If you could send a message to Moscow -- a message that would be read by 40 million Russians -- what would you like to say?

It is now possible for you to address the Russian people, to offer your ideas on how to improve Soviet-American relations, to get off your chest any feelings you may wish to communicate to the Soviet Union.

Here's how this remarkable opportunity has become possible: At a Soviet-American conference at Chautauqua, N.Y., in August, we proposed an exchange of ideas between the Soviet and American people. We offered to turn over our column once a month to Soviet commentator Vladimir Posner if he would arrange for Soviet newspapers to give us equal space each month. We agreed to invite the people themselves to express their views, to speak out, to say whatever they wish -- free of censorship, reproach or retaliation.
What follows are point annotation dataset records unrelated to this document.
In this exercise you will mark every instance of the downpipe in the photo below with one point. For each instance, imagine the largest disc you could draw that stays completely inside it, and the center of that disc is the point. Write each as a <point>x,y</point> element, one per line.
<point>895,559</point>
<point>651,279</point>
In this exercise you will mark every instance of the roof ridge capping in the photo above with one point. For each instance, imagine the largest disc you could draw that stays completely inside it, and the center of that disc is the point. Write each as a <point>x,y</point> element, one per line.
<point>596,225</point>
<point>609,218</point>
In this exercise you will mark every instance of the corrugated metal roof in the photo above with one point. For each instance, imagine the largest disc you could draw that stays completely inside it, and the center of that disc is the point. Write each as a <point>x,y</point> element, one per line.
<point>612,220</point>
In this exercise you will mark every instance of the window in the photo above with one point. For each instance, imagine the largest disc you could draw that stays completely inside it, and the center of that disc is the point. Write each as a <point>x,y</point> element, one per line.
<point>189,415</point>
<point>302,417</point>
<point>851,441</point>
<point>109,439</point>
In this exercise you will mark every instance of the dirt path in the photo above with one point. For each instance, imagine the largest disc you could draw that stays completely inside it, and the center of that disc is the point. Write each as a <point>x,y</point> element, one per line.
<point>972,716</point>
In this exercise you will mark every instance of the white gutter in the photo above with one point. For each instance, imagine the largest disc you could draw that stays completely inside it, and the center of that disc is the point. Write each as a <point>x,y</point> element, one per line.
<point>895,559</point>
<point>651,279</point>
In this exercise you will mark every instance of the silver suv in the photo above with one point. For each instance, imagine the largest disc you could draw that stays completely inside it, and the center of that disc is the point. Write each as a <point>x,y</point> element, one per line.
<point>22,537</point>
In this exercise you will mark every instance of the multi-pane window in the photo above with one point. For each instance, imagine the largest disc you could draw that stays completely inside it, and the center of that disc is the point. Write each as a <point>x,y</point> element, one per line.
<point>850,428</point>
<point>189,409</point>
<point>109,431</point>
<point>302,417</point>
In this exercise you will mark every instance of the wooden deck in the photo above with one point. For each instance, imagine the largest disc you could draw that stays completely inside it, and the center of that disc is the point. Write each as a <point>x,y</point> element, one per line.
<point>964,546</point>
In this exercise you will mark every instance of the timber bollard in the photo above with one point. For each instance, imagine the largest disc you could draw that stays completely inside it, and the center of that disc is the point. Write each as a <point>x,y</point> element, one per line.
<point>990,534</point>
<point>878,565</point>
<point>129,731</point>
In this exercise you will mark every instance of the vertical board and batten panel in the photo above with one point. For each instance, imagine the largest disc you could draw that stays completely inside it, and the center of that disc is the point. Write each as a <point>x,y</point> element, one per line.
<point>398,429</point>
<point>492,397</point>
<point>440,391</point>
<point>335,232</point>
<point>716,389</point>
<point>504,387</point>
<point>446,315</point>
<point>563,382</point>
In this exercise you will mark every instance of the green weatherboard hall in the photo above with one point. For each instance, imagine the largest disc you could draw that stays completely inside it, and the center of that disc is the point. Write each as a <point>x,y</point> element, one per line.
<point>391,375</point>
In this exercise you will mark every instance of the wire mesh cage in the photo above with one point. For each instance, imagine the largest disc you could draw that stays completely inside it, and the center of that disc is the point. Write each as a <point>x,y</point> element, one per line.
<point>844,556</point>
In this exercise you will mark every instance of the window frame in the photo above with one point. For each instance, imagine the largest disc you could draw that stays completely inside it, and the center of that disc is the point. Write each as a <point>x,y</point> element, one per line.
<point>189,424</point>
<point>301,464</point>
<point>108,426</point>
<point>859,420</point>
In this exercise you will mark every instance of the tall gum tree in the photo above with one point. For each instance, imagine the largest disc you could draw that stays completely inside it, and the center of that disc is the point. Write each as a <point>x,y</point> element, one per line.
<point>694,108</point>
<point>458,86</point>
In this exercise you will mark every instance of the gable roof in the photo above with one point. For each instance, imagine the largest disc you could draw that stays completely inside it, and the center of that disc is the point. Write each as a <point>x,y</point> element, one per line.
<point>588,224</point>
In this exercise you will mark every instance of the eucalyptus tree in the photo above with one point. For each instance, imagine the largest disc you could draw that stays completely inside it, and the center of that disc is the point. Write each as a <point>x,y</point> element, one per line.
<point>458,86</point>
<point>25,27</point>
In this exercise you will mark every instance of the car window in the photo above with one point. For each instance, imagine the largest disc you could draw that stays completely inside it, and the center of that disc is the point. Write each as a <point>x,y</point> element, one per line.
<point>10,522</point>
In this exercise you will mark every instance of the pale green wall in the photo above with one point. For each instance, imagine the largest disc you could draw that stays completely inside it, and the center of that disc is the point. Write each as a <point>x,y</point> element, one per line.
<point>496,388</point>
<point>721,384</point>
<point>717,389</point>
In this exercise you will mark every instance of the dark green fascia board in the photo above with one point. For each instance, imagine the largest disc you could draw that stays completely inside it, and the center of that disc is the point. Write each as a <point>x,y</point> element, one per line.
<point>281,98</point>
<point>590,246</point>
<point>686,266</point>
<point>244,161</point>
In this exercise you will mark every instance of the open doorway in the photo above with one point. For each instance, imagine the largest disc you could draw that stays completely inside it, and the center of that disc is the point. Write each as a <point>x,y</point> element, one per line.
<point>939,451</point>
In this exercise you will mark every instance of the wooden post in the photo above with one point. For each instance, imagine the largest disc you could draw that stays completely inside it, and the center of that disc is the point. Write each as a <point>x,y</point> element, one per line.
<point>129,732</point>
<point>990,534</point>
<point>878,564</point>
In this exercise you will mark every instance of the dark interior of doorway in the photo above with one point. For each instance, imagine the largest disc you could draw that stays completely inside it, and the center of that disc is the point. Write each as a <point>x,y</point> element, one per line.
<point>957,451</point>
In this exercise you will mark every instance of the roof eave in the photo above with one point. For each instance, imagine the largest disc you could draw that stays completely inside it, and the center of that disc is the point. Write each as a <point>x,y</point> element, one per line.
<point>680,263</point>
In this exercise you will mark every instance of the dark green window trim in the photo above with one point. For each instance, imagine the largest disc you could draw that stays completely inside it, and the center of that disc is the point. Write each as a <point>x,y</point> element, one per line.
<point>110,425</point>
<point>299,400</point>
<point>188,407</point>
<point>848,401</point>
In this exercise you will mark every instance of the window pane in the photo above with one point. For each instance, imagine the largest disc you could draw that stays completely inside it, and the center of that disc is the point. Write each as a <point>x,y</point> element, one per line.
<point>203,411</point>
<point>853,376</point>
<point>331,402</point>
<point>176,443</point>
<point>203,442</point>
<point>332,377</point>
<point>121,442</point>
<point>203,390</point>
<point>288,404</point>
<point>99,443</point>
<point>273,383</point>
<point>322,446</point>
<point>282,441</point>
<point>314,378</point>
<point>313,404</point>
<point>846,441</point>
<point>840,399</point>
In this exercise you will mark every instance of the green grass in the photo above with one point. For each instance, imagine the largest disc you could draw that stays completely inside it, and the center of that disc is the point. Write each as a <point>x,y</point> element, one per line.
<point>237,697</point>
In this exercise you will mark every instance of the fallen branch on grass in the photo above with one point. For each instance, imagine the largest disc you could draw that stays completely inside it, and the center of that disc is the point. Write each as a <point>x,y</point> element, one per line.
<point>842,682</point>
This is no contest, so there are no rules. It will be a dialogue between people of good will, a free exchange of ideas to promote better understanding, an exercise in citizens' diplomacy. Please keep your statements short and pertinent; there simply won't be enough space for lengthy essays.

Mail statements to Jack Anderson, Post Office Box 2300, Washington, D.C. 20013. We don't have the staff to acknowledge each statement; you will have to watch the column for the results. It is also understood, of course, that we have the right to publish your comments, in whole or in part.

You are free to write whatever is on your mind. You can explain American values or denounce Soviet values. But we would like this to be a constructive dialogue. We won't achieve better relations with abrasive words and a belligerent attitude. We can't expect to make lasting friendships with a cudgel.

Clearly, tension exists between Moscow and Washington. Some day we hope to report that all Soviet-American differences have been resolved and that the millennium has dawned. But at the moment, this is wishful thinking. Unpleasant news still unsettles our lives. Unwelcome shapes and shadows still lie on the horizon.

Yet we cannot afford to become sour and cynical. This leads to mistrust and disillusion, which can cause bitterness and hopelessness. We must have faith in the future and be willing to keep on trying. So let us raise our sights, lest they drift ever lower.

The Soviet leader, Mikhail Gorbachev, is attempting to restructure and revitalize the Soviet system. He has introduced new initiatives, new attitudes, new thinking inside the Soviet Union. Part of the new way is the new openness -- the Soviets call it "glasnost" -- which has made this exchange of ideas possible.

Perhaps Americans, too, could profit by taking a new look at themselves. There are problems bubbling up all around us. Yet there is a reluctance to change our profligate ways, to revamp our outmoded methods, to reverse our stubborn thinking, to get off the downhill racer. We hold tenaciously to past ways and old views, not because they're still the best, but because they are familiar and comfortable.

So let us begin by considering a new approach to Soviet-American relations.